In this case, the fish bone diagram illustrates a number of problems, but the primary issues seem to be stemming from the lack of understanding of the diverse factors in resumes, such as not supporting non-English languages, foreign character sets, a large number of jobs, or multiple college degrees.
This makes sense given the application recently left beta and has grown in popularity as larger groups of users have adopted it.
Since we indicated performance as an area of concern, it makes sense to drill into that area and determine the relationships between different aspects of the data. We could collect data based on the size of the resume and the time taken to analyze it to come out with the following scatter plot.
Scatter plots are used to evaluate any relationship or trends between two or more variables, in this case the processing time and the size of the resume.
From this chart, we could see how closely the data fits to a line or curve and determine the relationship of the data points. In this case, we can say fairly confidently that there is a correlation and it looks like a fairly strong linear correlation where processing time increases as the size of the resume increases.
This gives us enough information to see how the size of a resume is tied to its processing time and extrapolate how long a resume is likely to take to parse given how many words it contains.
Now that we have a good understanding of the details of the component and the issues impacting it, let’s start formulating a plan for action by taking a look at the bugs encountered in the Resume Parser component by root cause.
To do this, we tabulate a count of defects by each cause and then sort the causes largest to smallest, tracking a cumulative percentage of defects.
The cumulative percentage is important due to the Pareto Principle that states:
For many events, roughly 80% of the effects come from 20% of the causes
For this reason, the Pareto Principle is often known as the 80 / 20 rule.
We use the constructed Pareto chart to home in on the 20% of the causes that are causing 80% of the issues.

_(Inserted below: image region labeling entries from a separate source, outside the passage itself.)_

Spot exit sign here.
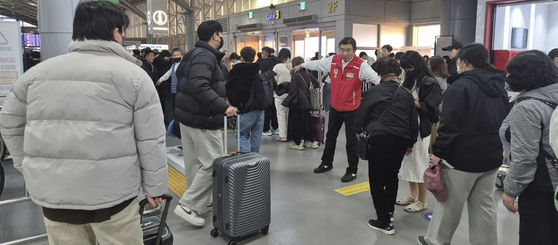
[298,2,306,10]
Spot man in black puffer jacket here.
[174,20,237,226]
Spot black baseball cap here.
[442,42,463,51]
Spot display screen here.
[21,33,41,47]
[511,27,529,49]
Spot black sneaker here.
[314,163,333,174]
[417,236,428,245]
[341,172,356,182]
[368,219,395,236]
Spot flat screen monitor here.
[21,33,41,47]
[511,27,529,49]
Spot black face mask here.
[405,70,417,79]
[217,37,224,50]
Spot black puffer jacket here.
[432,68,509,173]
[174,41,229,129]
[403,76,442,138]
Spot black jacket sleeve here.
[355,91,376,134]
[184,53,229,114]
[417,77,442,122]
[407,94,419,148]
[432,83,469,158]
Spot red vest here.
[329,55,364,111]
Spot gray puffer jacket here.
[0,40,168,210]
[500,84,558,197]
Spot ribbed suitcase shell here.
[213,153,271,239]
[312,114,325,144]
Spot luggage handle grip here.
[139,194,172,245]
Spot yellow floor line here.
[335,181,370,196]
[169,165,186,197]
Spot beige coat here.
[0,40,168,210]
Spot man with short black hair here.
[156,48,182,110]
[442,41,463,84]
[174,20,238,226]
[141,49,159,84]
[364,52,376,65]
[259,47,279,136]
[293,37,380,182]
[226,47,264,152]
[0,1,168,245]
[548,48,558,68]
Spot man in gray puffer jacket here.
[0,1,168,244]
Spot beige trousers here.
[44,200,143,245]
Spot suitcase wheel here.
[211,229,219,237]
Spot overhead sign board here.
[140,44,169,50]
[145,0,169,34]
[0,21,23,96]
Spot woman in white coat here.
[273,48,292,142]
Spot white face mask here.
[457,65,464,74]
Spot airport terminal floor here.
[0,125,521,245]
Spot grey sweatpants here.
[179,124,223,214]
[426,164,498,245]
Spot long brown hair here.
[428,55,449,78]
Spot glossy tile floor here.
[0,125,519,245]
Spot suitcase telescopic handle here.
[139,194,172,245]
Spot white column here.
[37,0,79,61]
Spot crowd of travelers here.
[0,1,558,245]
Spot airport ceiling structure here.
[0,0,193,26]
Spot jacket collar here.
[68,40,143,66]
[195,41,225,62]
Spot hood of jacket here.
[194,41,225,62]
[462,68,510,98]
[68,40,143,66]
[517,83,558,104]
[228,63,260,80]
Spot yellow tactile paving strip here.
[169,165,186,197]
[335,181,370,196]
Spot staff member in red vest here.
[293,37,380,182]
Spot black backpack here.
[244,71,277,112]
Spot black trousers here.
[518,191,558,245]
[322,107,359,174]
[368,135,409,224]
[287,108,314,145]
[264,101,279,132]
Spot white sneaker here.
[304,141,320,149]
[174,204,205,227]
[291,143,304,151]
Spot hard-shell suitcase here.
[211,116,271,245]
[139,194,173,245]
[312,114,325,144]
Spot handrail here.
[0,187,47,245]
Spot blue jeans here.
[235,111,264,152]
[323,83,331,112]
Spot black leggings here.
[368,135,409,224]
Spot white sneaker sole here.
[366,222,395,236]
[174,205,205,227]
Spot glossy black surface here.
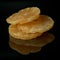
[0,0,57,59]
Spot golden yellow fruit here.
[6,7,40,24]
[18,15,54,33]
[9,25,41,40]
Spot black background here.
[0,0,58,60]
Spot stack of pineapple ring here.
[6,7,54,40]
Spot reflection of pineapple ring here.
[9,25,41,40]
[18,15,54,33]
[6,7,40,24]
[9,32,55,47]
[9,41,41,55]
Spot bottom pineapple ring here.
[9,25,42,40]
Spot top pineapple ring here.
[18,15,54,33]
[6,7,40,24]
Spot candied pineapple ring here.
[9,24,41,40]
[6,7,40,24]
[18,15,54,33]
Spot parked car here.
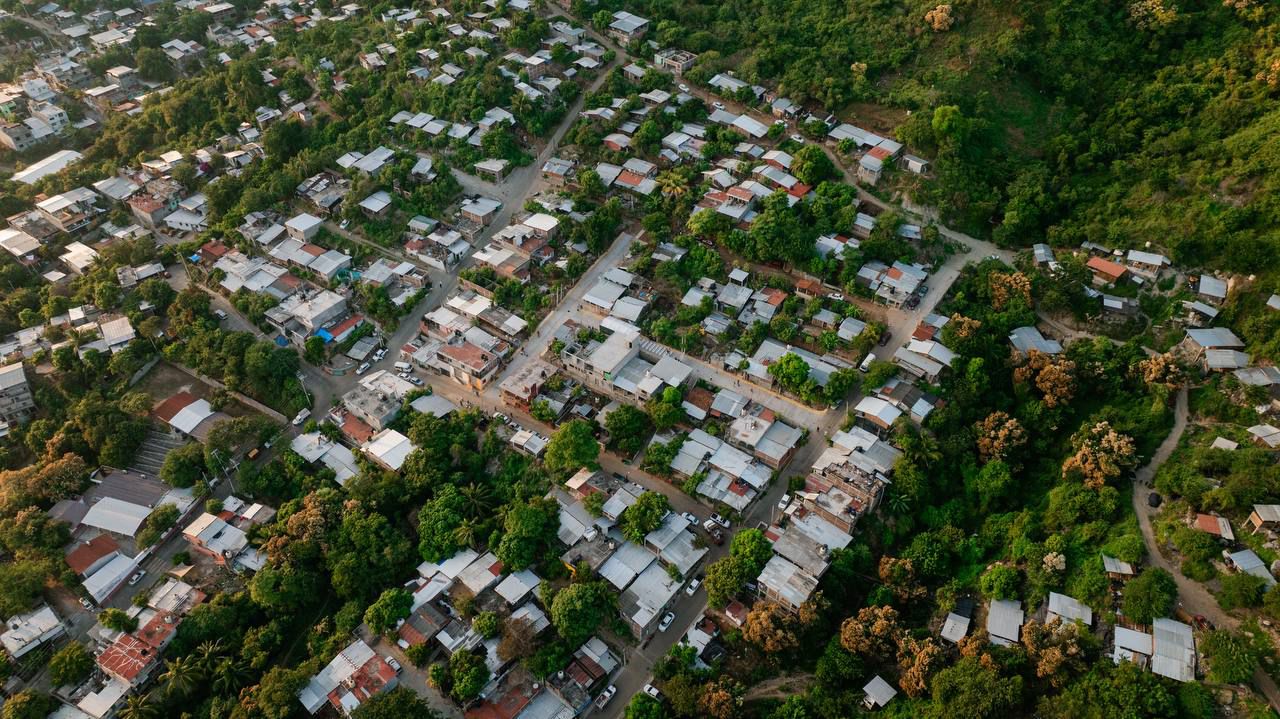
[595,684,618,709]
[658,612,676,632]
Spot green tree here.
[1123,567,1178,624]
[626,693,669,719]
[160,443,205,487]
[543,420,600,473]
[1217,572,1267,610]
[0,690,58,719]
[49,642,93,687]
[604,404,653,454]
[791,145,838,187]
[929,656,1023,719]
[622,491,671,544]
[365,587,413,635]
[351,687,440,719]
[97,608,138,632]
[550,581,617,646]
[978,564,1021,599]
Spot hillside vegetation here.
[622,0,1280,273]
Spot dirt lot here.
[136,362,255,417]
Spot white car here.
[658,612,676,632]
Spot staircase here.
[129,429,186,477]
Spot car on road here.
[595,684,618,709]
[658,612,676,632]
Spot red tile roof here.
[97,635,160,683]
[67,535,120,574]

In this chart, we see that the lack of diversity in beta users paired with the lack of unit test variety are our two leading causes of defects. This accounts for roughly 80% of all defects in the component (as illustrated by the yellow line indicating the cumulative percent of all values).
Based on this, we have a decent idea of how to fix the majority of user problems.
Armed with a series of charts and tables, you walk into your boss’s office and deliver your formal recommendation to find a large variety of resumes from diverse user groups that were not represented during the beta testing phase. Adapting the software to process these resumes mixed with improving and expanding the unit tests should stabilize the user experience with the application overall.
While your boss initially had some skepticism, illustrating the data clearly using the seven tools of software quality removed opinion and emotion from the debate and explained your thought process sufficiently.
She quickly recommends that the business acquire more resumes for analysis and focus more effort on unit testing and supporting a wider variety of resumes. You and the rest of the team are able to crush through the adjustments to the engine and Release 6 ships ready to meet the needs of a rapidly growing user base.